The situation on the Court, as viewed by Ruth Marcus, writing in the Washington Post:
President Bush or his Republican successor, if there is one, could soon have the chance to cement the impregnable court majority that has long eluded conservatives. By contrast, the election of a Democratic president in 2008 would probably merely halt the court's steady drift rightward. Unless the vacancy comes from an unexpected quarter, the best a Democratic president could hope for is maintaining the current conservative tilt -- and even that could be optimistic.
This is a simple function of age. The justices who are oldest and therefore most likely to leave are also the most liberal: John Paul Stevens, 86, and Ruth Bader Ginsburg, 73. (Stephen G. Breyer is 67, David H. Souter, 65.) If the Senate does not change hands (and maybe even if it does) a Democratic president's chances of getting a justice as liberal as Stevens confirmed are slim -- especially in an age when the filibuster is considered a legitimate weapon in the judicial wars.

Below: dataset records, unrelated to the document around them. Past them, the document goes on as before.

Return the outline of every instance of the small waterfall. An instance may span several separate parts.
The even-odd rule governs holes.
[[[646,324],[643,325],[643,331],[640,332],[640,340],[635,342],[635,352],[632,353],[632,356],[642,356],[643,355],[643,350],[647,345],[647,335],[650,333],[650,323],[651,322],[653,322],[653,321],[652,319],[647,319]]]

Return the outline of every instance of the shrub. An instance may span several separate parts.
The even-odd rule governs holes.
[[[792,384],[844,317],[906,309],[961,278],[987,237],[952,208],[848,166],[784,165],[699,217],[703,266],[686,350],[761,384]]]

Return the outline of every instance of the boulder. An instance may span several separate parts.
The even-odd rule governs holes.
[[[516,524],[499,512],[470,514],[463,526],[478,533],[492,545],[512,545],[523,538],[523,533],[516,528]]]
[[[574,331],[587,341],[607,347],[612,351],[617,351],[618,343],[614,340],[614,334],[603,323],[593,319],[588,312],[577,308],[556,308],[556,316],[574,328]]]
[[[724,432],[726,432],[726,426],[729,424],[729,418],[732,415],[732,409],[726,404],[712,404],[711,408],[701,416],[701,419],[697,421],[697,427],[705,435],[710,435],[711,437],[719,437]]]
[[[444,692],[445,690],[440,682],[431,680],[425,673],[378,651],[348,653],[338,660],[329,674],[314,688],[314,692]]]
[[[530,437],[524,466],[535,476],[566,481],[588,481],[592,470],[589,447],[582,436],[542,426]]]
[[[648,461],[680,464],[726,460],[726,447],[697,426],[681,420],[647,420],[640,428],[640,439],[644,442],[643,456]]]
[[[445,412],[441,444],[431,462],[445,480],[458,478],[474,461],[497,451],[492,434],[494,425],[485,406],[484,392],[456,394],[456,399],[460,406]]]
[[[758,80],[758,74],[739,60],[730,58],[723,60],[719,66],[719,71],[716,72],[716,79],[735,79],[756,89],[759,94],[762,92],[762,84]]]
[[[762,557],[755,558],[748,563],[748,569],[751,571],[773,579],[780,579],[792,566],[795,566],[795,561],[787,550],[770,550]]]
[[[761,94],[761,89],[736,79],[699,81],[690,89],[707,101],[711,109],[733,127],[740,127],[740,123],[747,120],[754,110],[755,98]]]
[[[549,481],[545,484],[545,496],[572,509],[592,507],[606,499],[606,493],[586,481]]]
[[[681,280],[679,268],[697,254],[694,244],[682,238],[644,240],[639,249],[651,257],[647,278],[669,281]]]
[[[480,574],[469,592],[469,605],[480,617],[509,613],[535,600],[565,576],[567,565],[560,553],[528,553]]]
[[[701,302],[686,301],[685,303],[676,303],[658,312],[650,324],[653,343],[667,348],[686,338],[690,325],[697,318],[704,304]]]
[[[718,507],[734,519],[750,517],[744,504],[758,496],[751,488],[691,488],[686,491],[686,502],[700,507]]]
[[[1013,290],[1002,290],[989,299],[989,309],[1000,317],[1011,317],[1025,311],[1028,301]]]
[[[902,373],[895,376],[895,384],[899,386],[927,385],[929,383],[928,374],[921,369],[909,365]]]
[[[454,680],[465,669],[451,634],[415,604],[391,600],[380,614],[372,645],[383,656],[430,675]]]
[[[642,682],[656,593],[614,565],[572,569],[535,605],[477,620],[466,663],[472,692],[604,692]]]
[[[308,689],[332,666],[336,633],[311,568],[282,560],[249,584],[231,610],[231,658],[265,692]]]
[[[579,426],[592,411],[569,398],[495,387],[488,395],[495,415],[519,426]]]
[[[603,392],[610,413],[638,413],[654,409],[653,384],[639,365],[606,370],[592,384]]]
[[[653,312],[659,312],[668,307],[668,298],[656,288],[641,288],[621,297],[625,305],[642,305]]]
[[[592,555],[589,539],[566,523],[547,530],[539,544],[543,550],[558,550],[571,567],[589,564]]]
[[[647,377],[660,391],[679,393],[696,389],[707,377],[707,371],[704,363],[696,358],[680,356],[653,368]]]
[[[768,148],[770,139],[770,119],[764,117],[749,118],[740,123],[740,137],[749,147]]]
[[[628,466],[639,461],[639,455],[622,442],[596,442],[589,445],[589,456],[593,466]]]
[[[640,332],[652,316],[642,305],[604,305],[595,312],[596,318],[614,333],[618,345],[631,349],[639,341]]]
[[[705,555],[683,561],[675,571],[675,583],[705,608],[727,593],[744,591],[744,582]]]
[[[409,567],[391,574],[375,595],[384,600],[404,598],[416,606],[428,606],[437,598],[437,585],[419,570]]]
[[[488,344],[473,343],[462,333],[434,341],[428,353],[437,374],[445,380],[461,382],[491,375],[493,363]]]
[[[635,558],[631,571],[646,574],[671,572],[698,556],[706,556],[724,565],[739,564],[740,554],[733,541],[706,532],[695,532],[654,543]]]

By contrast, it's far less likely that the next president -- or even two -- will have a vacancy left by a conservative justice to fill. Of the four reliable conservatives -- leaving aside the 69-year-old Kennedy -- the oldest is Antonin Scalia, 70. The other three (the new chief justice and Justices Clarence Thomas and Samuel Alito) are in their fifties.
Ms. Marcus focuses soley on the question of power: who is likely to have the most votes in the years ahead. She doesn't mention that the conservatives not only have youth on their side, but intellect. Despite the campaign against Thomas's reputation that has continued unabated since his nomination, Thomas is far brighter than anyone on the Court's left with the possible exception of David Souter. About the remaining three, there is no doubt: they are some of the most intelligent and learner men ever to sit on that bench.
Morever Roberts, unlike Scalia, is neither lazy nor prone to arrogance. I suspect that he will dominate the Court in years to come out of proportion to the number of conservative judges.